It seems to me that what we tend to call "parody" as often enough is
ridiculing content more than style. Perhaps the word "hommage" would
suffice to take the "ridicule" connotation out of "parody" (or
"pastiche", which ridicules the creator rather than the recreated). Or
simply the non-technical term "re-telling".
If these old words don't work, then the relatively new term
"intertextuality" may have to be used instead to describe connections
between old and new texts. But my main point is that in the history of
literature, "allegory" appears to be associated with fictions whose
subtexts are ideas, beliefs or political concerns rather than other
other fictions. Allegories are messages that carry an obvious moral
once you decrypt the message, they do not just give themselves over to
other messages
Here is a sense of "parody" (from the realm of music history) that does
not imply ridicule, only parallel.
Parody: as in "parody mass," a work based on
previous material, one of the three common
techniques of composition in medieval and
Renaissance sacred music.
http://www.enjoythemusic.com/musicdefinition2.htm
> Ulysses is not a parody. It is a work that occasionally
> alludes to THE ODYSSEY but lacks the continuous stream of symbols that
> would make it a retelling of THE ODYSSEY. It therefore is a work
> displaying allegorical tendency.
>
>
>>And the
>>same would apply to Wheat analysis of 2001, at least as it involves The
>>Odyssey. Of course, both works are more than just parodies, just as
>>they would be more than allegories if they were allegories.
>>
>
> 2001 is not in any sense a parody. It neither imitates nor
> ridicules Homer's style. 2001 is instead a full-fledged allegory. It
> has the continuous stream of symbols that allegory requires. It is an
> analogical (symbolic) retelling of THE ODYSSEY (including events from
> other ancient sources that lead up to Odysseus' voyage home).
>
>
>>Correct me
>>if I am wrong someone, but my understanding is that parody and allegory
>>equally involve analogy but parody is a text-to-text connection whereas
>>allegory is a text-to-idea connection.
>>
>
> Parody does not require text-to-text connection. (For that
> matter, neither does allegory, although we do find such a connection
> in 2001.) Parody is based on style. On stage, a parody might involve
> an entirely original story that lampoons the accent and mannerisms of
> a character. 2001's Odysseus allegory has a text-to-text connection.
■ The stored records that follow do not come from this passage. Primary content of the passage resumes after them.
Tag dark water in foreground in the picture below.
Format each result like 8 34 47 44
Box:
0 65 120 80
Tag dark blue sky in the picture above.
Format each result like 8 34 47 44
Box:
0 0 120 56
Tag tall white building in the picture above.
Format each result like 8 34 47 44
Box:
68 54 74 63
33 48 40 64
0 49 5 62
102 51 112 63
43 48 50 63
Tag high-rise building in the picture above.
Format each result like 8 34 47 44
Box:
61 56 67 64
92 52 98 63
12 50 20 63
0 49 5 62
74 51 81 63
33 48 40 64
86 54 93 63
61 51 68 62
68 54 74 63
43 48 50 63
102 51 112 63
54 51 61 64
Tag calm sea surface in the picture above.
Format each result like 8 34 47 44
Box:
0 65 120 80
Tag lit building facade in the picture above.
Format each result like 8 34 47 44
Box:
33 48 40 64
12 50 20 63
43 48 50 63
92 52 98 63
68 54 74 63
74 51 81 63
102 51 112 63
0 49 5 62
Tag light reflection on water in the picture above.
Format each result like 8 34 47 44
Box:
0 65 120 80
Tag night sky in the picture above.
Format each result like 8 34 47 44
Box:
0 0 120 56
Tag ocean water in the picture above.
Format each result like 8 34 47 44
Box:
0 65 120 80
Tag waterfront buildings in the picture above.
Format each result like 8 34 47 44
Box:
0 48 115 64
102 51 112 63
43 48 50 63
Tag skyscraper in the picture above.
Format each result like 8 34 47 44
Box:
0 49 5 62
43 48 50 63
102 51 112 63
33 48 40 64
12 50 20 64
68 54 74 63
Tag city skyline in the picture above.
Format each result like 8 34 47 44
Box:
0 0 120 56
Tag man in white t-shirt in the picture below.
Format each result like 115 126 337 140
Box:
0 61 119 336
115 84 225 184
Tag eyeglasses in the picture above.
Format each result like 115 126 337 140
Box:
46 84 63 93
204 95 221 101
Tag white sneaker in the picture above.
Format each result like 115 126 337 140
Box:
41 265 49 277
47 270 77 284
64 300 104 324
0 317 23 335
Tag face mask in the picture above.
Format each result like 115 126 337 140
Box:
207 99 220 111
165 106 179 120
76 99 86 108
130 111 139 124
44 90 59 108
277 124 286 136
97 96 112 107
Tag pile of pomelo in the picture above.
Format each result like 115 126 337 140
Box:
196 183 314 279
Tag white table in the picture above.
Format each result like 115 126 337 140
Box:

> The man-machine symbiosis allegory has a text-to-idea connection. The
> Zarathustra allegory has both connections.
>
Parody is perhaps most impressive when it targets style rather than
content, or an entire genre rather than a particular work, but it seems
to me that in practice many things we are apt to call parody target
content at least as much as style.
Parody might be whimsically etymologized as "the comedy of parallel".
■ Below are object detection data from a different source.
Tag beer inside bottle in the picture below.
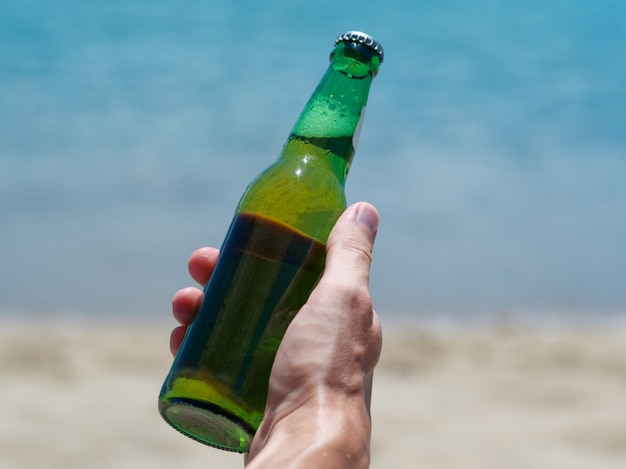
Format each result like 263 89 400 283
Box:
159 31 383 452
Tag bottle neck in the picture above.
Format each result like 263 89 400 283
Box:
290 42 380 166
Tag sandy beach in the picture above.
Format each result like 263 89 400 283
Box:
0 320 626 469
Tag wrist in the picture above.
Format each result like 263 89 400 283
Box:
248 389 371 469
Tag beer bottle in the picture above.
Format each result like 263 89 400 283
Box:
159 31 383 452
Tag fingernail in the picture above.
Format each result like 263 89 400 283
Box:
356 205 379 238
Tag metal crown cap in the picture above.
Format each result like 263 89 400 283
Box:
335 31 385 63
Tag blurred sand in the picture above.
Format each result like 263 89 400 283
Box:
0 321 626 469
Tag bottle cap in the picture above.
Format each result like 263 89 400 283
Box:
335 31 385 63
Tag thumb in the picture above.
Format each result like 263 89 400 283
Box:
324 202 380 282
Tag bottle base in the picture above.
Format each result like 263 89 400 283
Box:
159 398 255 453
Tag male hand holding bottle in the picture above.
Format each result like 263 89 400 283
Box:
170 203 382 468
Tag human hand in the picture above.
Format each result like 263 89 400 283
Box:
170 203 382 468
What makes parody work is that at the same time there is an attempt to
parallel the structure or elements of an old subject matter there is an
effort to distort or transform it into something new and surprising.
Generally there is a going hand-to-hand of serious hommage and whimsical
lampoon. The punch line of the ridicule depends on the straight-man
techniques of getting the parallels, the analogies, just right. One
method of parody is to play straight man with the content of one's
source but play fool with the style. Another is to play straight man
with the style but make fun of the content. Without the serious side of
parody, the ludicrous side is much less effective. Like most forms of
humor, parody involves a coordination of love (and therefore
understanding)and scorn; it is not essentially an expression of scorn
over love.
To my mind, the most essential difference between "parody" and
"allegory" is that a parody has as its target an artifact whereas
allegories point to a world more real or ideas more universal than the
forms used within the allegory.
>
>>Of course, Ulysses is full of parallel relationships with structures
>>other than Homer. For example, each chapter is connected with a time of
>>day, a bodily organ, an art or science, a style of rhetoric, and so on,
>>besides being a parallel to an episode in The Odyssey. If it is an
>>allegory then what it is an allegory of is not Homer's epic itself but
>>of something more like conditions of modern life or better yet the very
>>universality of the human condition that binds the ancient to the new.
>>
>
> You have probably hit the nail on the head. Enda Duffy, in
> THE SUBALTERN ULYSSES (1994), argues that Ulysses allegorizes the
> struggle for Irish independence. I quote from a review: "Duffy
> presents the arresting thesis that Ulysses is . . . the text of
> Ireland's independence, written during the years of violent
> anticolonial struggle and published on the brink of Ireland's
> political independence. As such, it can be understood as a "national
> allegory" reworking in narrative form the ideological forces at work
> in a colonized community . . . forging a new identity. . . . Writing
> from the condition of exile on the continent, Joyce . . . lived
> through the violent events in Irish history in his imagination and
> sought forms to express this experience in writing Ulysses. . . .
> Reminding the reader of Ireland's colonial subjection and its
> narrative representation in Ulysses appears to be Duffy's main
> objective, and in that he succeeds."
>
Hadn't heard of that one.
http://muse.jhu.edu/demo/mod/2.3br_duffy.html
or there's...
http://www.sc.edu/uscpress/Fw00/3383.html
or there's
The Cybernetic Plot of Ulysses
> >>Leonard F. Wheat wrote:
> >>David Kirkpatrick wrote:
> >>The identity of Penelope is pretty obscure in 2001.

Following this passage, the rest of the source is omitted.